PIGEONHOLE PRINCIPLE
Stefan Klein

Installation, Invited artists: Nine Budde, Saman Pourisa, Nicolas Buenaventua, Mila Panic, Paloma Sanchez-Palencia, Claire Seringhaus, Egemen Demirci, Antonije Buric, Pia Grüter, 2019

Schränke sind unheimlich, weil man nicht weiß, was sich in diesen Monstren befindet, weil ein Schrank äußerlich nicht erkennen lässt, was sich in ihm verbirgt. Gerade der schwere Biedermeierschrank mit seinem massiven Auftreten kommt einem hier in den Sinn und steht er ja auch fast sinnbildlich für eine Periode, eine sichere und konservative Form des Lebens und Denkens. Ein Gegenentwurf dazu stellt der „Rollende Kleiderschrank für einen Junggesellen“ von Josef Pohl dar, Ursprünglich wurde er für die Ausstellung „Volkswohnung Bauhaus“ in Leipzig 1929 entwickelt. Wie viele andere Prototypen aus dieser Zeit ist der Schrank nie in Serienproduktion gegangen. Aufgrund seiner erschwinglichen Materialien, der Verarbeitung und der hohen Funktionalität, hätte er schon Anfang der 30er Jahre ein Produkt für die Massen sein können. Die politische Entwicklung dieser Zeit stellte sich jedoch formal gegen die Moderne und beförderte wieder schweres Mobiliar – Ausdruck einer verschwommenen Vorstellung von Bürgertum – ins Wohnumfeld. In Zeiten eines erstarken Nationalismus ist dies eine Tendenz die in gesellschaftlicher Sicht nun auch heute wieder gewisse Parallelen erkennen lässt. Welche Rolle spielt der Schrank - ein massives Relikt aus vergangener Zeit in der heutigen schnelllebigen und mobilen Welt? Welche gesellschaftlichen Tendenzen lassen sich hier sinnbildlich ablesen? Welche Assoziationen wecken Begriffe wie „to come out of the closet“ - sich zu outen - im Bezug zu einem Junggesellenschrank in neu-diskutierten Ausloten der Geschlechterfrage ?
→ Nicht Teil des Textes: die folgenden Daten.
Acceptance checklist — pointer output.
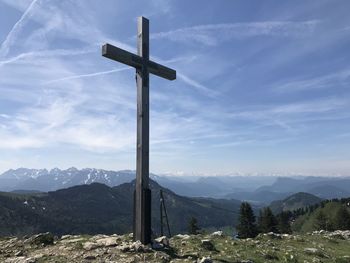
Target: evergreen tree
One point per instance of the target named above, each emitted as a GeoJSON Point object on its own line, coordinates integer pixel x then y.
{"type": "Point", "coordinates": [284, 222]}
{"type": "Point", "coordinates": [246, 227]}
{"type": "Point", "coordinates": [193, 227]}
{"type": "Point", "coordinates": [267, 222]}
{"type": "Point", "coordinates": [321, 221]}
{"type": "Point", "coordinates": [342, 219]}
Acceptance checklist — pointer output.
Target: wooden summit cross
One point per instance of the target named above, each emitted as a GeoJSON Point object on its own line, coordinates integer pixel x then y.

Eine Gruppe an internationalen Künstler besetzt dieses Objekt und funktioniert ihn zum Ausstellungsraum um. Dabei werden sowohl auf die ungewöhnliche Form des Ausstellungsortes, dessen geschichtlicher und kultureller Kontext sowie auf die speziellen Produktionsformen der Künstler eingegangen und gezielt bestimmte Hindernisse wie räumliche und zeitliche Distanz mitgedacht.